The solenoids are hard or expensive to get the other bits not as much. The brass group looks similar but is specific to the solenoid models as it has the hole for it.


----------



## gaggiamanualservice.com (Dec 22, 2009)

could do you a used boiler new solenoid for £65 plus Post if interested


----------



## oracleoftruth (Jan 15, 2014)

This would get you the boiler: http://www.ebay.co.uk/itm/Gaggia-Evolution-Espresso-Machine-spares-or-repairs-/171257973349


----------



## GaryG (Mar 1, 2013)

Thanks guys. Yeah £65 is about what I could sell machine for so it's not cost effective to fix.

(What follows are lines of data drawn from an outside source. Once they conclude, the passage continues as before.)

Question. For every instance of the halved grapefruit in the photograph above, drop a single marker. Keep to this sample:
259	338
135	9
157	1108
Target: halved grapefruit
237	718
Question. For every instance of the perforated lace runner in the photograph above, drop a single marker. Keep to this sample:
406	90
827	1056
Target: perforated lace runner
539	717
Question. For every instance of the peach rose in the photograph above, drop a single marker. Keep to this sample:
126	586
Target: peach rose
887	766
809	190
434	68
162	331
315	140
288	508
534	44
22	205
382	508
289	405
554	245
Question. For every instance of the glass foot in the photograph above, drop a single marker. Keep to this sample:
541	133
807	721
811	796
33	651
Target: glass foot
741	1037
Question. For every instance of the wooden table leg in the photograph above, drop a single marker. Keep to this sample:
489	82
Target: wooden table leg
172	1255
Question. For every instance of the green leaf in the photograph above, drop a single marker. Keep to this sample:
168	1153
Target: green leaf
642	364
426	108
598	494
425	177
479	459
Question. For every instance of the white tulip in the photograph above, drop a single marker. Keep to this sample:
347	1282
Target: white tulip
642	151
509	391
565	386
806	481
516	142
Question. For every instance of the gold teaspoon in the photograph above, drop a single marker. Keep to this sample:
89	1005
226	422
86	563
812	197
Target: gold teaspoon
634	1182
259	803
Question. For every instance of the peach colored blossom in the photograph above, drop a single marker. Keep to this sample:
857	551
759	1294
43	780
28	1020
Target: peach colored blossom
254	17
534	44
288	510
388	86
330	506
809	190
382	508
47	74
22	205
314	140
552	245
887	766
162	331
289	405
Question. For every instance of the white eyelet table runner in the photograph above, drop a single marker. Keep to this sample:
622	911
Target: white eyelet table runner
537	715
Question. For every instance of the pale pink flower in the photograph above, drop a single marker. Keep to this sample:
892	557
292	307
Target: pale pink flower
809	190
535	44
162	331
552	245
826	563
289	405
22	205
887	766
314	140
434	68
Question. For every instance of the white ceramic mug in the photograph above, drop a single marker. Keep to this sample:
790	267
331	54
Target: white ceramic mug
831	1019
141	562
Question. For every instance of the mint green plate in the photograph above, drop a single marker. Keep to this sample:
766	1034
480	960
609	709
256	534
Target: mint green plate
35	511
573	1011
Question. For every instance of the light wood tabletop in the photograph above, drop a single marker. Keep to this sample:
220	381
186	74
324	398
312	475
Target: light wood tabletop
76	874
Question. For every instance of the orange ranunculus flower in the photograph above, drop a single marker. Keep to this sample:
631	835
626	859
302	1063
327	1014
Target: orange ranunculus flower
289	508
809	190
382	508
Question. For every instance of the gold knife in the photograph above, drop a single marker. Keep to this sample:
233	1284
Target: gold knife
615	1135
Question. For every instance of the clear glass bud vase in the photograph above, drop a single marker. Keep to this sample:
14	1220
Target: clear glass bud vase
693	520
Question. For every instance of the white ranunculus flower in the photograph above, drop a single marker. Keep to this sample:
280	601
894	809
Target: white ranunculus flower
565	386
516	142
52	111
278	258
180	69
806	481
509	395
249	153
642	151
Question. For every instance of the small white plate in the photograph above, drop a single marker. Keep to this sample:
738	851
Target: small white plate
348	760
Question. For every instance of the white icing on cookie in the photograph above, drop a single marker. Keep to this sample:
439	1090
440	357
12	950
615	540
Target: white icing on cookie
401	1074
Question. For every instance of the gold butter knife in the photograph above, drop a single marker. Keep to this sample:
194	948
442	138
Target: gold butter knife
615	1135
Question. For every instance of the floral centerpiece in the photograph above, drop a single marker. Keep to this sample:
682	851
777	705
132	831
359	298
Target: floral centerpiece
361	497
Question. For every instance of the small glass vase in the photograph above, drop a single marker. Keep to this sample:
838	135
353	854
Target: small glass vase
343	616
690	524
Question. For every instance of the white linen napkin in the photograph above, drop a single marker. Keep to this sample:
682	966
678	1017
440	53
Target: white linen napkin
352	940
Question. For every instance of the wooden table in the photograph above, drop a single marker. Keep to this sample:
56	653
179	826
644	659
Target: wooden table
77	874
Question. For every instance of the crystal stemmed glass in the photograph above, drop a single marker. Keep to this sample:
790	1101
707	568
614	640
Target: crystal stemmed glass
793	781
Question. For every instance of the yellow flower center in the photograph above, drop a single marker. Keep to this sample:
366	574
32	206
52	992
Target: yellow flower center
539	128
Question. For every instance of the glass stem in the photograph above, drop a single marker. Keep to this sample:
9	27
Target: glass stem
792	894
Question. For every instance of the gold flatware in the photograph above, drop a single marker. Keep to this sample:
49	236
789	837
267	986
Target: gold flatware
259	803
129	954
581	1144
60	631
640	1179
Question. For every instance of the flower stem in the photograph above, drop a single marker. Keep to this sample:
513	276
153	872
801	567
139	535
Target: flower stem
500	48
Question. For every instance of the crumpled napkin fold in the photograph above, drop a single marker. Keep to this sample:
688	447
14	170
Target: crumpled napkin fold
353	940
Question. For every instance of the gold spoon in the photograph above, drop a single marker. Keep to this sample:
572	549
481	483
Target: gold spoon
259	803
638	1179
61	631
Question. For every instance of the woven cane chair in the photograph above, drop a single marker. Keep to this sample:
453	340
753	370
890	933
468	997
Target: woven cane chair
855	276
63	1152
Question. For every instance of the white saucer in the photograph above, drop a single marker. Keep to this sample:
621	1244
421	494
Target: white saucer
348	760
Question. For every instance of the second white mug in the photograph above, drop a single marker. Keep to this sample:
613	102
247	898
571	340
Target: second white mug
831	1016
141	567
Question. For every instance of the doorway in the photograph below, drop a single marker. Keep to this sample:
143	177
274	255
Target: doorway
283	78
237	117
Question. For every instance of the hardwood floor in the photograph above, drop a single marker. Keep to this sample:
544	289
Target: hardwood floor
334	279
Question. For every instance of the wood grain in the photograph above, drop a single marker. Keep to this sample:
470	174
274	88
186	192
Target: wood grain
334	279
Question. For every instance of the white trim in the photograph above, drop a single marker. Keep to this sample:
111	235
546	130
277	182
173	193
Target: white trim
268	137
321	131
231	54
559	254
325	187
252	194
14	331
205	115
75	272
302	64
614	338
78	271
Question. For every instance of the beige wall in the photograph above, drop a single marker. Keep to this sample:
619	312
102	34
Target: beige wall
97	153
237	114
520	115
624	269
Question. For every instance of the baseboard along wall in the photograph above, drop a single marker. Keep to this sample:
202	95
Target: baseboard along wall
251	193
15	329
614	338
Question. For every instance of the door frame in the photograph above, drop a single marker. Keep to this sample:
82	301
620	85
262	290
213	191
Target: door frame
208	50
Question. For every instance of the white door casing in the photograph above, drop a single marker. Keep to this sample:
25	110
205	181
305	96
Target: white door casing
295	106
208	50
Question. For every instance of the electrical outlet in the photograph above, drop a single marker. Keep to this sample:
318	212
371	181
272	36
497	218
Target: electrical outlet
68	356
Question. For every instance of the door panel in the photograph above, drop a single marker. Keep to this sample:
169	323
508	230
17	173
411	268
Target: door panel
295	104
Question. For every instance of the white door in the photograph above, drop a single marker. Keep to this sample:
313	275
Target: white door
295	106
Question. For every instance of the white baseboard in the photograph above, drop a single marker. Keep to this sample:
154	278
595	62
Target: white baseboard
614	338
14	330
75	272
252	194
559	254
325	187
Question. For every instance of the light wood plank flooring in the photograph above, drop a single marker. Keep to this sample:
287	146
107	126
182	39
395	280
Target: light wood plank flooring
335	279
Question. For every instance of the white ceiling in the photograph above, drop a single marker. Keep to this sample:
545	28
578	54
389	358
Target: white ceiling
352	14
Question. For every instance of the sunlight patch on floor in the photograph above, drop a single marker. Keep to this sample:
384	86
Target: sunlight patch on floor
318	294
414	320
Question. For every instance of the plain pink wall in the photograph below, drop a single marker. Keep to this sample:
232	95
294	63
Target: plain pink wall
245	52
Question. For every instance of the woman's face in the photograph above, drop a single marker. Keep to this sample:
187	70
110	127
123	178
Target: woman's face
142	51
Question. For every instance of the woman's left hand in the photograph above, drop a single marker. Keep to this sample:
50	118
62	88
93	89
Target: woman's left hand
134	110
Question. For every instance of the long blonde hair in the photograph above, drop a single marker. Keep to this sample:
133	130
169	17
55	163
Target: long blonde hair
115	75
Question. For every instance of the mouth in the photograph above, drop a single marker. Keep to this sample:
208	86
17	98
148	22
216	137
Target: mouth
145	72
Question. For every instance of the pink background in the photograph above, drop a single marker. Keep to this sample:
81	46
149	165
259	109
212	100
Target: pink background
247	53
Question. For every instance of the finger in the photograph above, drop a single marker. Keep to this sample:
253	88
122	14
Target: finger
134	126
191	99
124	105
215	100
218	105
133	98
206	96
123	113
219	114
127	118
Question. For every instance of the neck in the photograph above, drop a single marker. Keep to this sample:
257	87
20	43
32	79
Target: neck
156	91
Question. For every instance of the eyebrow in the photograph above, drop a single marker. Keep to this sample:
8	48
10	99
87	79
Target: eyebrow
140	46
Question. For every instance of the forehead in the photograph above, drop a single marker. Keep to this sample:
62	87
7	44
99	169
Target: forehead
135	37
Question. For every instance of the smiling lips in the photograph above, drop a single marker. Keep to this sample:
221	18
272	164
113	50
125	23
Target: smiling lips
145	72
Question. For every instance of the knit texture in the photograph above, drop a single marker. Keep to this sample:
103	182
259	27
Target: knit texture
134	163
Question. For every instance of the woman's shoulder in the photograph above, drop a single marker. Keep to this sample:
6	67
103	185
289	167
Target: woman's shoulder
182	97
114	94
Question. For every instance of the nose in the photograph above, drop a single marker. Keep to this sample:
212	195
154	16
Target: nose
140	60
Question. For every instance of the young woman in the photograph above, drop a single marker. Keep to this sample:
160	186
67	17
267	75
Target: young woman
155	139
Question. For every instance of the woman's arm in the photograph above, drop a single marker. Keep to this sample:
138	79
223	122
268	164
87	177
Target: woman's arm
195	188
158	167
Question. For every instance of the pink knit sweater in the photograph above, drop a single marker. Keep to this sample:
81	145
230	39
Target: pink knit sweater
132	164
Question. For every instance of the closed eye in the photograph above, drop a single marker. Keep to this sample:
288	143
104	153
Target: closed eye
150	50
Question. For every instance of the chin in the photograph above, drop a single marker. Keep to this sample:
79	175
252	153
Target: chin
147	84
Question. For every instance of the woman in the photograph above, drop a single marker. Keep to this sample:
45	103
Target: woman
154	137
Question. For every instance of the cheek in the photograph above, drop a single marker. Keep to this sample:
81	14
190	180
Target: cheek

I'll look at that ebay listing.

Funny thing is the seller is who I bought the gauge from in my latest post!!

Small world!!


----------



## Jason1wood (Jun 1, 2012)

I have a Gaggia Baby that's just been packed away since I bought it with a Gaggia grinder. It works last time I switched it on but that was last year so I'll sell as spares or repair. I'm happy to let the whole thing go for £70 plus P&P


----------



## GaryG (Mar 1, 2013)

Thanks Jason but as I will only get £65-70 for a complete working machine it's not cost effective.

I need to source the parts cheaper to make it viable.

Think ill just have to keep it for spares until something comes up


----------



## Jason1wood (Jun 1, 2012)

Ah ok mate. I'll see if Gaggiamanualservice wants it to strip down


----------



## gaggiamanualservice.com (Dec 22, 2009)

Jason pm me please. or email me on my site for quick reply


----------



## Jason1wood (Jun 1, 2012)

Need to dig it out and check it over mate


----------